The Inhibitory Potential of 2′-dihalo Ribonucleotides against HCV: Molecular Docking, Molecular Simulations, MM-BPSA, and DFT Studies

Sofosbuvir is the first approved direct-acting antiviral (DAA) agent that inhibits the HCV NS5B polymerase, resulting in chain termination. The molecular models of the 2 '-dihalo ribonucleotides used were based on experimental biological studies of HCV polymerase inhibitors. They were modeled within HCV GT1a and GT1b to understand the structure-activity relationship (SAR) and the binding interaction of the halogen atoms at the active site of NS5B polymerase using different computational approaches. The outputs of the molecular docking studies indicated the correct binding mode of the tested compounds against the active sites in target receptors, exhibiting good binding free energies. Interestingly, the change in the substitution at the ribose sugar was found to produce a mild effect on the binding mode.
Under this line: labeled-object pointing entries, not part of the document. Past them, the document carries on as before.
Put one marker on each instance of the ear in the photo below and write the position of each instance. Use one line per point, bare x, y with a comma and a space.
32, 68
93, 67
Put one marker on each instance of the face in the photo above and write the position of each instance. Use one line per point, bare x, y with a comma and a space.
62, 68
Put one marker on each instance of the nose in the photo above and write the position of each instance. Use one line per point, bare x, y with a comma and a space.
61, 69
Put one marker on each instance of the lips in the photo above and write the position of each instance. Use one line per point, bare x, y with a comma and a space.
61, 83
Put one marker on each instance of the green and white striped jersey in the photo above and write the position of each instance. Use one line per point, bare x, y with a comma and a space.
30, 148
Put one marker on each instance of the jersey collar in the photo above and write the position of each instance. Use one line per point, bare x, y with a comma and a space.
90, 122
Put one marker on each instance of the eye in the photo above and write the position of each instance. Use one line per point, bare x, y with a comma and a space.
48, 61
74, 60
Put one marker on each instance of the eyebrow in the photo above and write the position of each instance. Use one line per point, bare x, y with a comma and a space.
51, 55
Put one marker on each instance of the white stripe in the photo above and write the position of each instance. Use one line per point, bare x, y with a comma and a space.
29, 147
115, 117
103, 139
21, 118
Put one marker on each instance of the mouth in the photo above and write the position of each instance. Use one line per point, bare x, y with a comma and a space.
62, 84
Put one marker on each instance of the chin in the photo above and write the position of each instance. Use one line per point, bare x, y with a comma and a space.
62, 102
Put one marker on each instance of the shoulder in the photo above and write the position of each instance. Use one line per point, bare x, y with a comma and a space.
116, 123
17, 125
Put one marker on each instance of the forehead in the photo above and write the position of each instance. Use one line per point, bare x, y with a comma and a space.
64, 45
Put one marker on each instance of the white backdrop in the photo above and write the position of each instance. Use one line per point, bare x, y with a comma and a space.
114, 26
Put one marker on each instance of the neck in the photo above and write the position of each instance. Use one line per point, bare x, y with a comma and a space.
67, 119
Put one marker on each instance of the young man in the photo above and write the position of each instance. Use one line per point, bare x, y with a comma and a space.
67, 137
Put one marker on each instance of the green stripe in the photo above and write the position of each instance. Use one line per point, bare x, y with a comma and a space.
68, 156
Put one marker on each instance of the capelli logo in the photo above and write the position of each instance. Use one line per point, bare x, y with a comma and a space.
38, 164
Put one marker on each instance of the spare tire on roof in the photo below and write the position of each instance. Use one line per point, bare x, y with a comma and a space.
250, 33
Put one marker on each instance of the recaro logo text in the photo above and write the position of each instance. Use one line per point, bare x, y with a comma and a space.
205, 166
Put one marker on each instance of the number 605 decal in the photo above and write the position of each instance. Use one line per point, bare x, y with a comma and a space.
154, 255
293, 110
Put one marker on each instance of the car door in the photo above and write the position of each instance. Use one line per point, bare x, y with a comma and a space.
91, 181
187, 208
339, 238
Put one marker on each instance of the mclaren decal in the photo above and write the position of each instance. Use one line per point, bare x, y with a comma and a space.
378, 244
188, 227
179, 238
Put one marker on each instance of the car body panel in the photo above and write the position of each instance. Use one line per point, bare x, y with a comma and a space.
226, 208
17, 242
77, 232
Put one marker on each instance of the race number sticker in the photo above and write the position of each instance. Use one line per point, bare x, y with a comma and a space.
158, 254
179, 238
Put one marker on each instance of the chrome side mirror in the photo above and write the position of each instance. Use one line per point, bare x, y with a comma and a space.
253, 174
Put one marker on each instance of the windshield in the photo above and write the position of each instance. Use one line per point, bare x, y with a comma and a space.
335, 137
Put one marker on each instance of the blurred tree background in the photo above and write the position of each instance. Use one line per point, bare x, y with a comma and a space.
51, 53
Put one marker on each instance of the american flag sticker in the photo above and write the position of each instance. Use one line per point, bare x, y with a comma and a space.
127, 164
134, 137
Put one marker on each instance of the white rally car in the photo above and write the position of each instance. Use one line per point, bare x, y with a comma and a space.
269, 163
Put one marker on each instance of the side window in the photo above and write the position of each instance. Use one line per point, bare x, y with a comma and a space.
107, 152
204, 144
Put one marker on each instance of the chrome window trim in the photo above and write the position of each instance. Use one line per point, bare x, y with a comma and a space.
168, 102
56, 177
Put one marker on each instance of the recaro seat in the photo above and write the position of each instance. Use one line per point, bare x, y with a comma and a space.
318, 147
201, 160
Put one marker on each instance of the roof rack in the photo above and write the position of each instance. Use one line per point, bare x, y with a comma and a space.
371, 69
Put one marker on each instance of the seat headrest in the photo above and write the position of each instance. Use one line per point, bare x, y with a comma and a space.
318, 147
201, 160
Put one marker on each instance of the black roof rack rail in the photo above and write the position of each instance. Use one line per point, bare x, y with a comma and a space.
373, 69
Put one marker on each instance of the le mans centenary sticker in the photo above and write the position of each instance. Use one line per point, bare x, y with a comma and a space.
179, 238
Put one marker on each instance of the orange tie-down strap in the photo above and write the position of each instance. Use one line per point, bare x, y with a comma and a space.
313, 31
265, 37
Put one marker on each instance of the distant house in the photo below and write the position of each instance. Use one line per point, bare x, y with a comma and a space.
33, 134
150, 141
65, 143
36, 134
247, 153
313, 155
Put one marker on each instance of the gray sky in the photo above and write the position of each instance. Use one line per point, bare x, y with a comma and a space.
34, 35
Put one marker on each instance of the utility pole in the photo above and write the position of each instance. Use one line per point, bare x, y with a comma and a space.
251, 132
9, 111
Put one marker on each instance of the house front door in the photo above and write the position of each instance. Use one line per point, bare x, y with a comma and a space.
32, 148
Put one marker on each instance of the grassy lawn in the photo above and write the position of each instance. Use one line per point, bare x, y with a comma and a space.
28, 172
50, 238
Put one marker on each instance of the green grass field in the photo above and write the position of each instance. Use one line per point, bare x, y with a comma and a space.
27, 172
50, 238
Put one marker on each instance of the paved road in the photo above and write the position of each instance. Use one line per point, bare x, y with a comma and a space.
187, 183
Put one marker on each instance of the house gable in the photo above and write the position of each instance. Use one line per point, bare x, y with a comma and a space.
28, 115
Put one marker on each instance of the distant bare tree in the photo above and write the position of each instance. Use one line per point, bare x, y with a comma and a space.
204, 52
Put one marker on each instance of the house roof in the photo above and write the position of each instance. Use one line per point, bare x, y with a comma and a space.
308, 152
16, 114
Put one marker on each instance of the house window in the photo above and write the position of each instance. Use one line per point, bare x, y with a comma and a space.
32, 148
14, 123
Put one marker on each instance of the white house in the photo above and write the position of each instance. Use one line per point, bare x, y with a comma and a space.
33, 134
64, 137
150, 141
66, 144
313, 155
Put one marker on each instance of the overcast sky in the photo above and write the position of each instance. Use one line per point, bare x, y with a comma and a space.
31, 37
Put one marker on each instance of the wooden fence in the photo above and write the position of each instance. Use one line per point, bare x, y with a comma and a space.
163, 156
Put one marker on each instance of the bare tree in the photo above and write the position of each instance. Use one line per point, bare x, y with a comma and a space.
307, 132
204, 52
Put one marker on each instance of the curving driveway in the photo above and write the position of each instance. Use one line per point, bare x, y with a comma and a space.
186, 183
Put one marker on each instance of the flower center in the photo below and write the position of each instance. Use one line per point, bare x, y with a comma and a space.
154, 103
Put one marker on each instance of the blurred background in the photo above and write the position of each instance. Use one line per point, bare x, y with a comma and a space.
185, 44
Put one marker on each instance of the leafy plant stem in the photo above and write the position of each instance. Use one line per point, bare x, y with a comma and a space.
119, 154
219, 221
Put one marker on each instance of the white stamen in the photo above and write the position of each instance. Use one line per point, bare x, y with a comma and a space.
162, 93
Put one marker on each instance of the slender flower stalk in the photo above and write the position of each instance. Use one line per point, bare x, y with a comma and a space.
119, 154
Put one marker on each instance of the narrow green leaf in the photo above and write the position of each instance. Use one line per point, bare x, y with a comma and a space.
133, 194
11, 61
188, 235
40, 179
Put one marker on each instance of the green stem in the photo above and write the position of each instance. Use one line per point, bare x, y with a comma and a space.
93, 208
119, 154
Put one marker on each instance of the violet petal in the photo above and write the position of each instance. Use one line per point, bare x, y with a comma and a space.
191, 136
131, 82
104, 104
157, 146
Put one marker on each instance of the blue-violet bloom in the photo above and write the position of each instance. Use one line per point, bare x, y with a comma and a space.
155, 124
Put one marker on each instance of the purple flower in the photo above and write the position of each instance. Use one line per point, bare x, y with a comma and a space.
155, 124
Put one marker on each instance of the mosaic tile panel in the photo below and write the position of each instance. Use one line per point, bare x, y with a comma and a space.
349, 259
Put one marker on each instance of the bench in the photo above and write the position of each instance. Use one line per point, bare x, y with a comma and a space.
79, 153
In detail, increasing the hydrophobicity of the substituted moieties resulted in a better binding affinity. Furthermore, in silico ADMET investigation implied the general drug likeness of the examined derivatives. Specifically, good oral absorptions, no BBB penetration, and no CYP4502D6 inhibitions were expected. Likely, the in silico toxicity studies against several animal models showed no carcinogenicity and high predicted TD50 values. The DFT studies exhibited a bioisosteric effect between the substituents at the 2 '-position and the possible steric clash between 2 '-substituted nucleoside analogs and the active site in the target enzyme. Finally, compound 6 was subjected to several molecular dynamics (MD) simulations and MM-PBSA studies to examine the protein-ligand dynamic and energetic stability.

Automated summary

This study investigated the interaction between Sofosbuvir and HCV NS5B polymerase using molecular modeling and computational methods. The results demonstrated that the tested compounds correctly bind to the active sites with good binding affinities. The substituents had a mild effect on the binding mode, with increased hydrophobicity leading to better binding affinities. Drug likeness and toxicity studies suggested that the examined derivatives have potential as safe drugs. Molecular dynamics simulations and energy stability studies further confirmed the stability of the compound.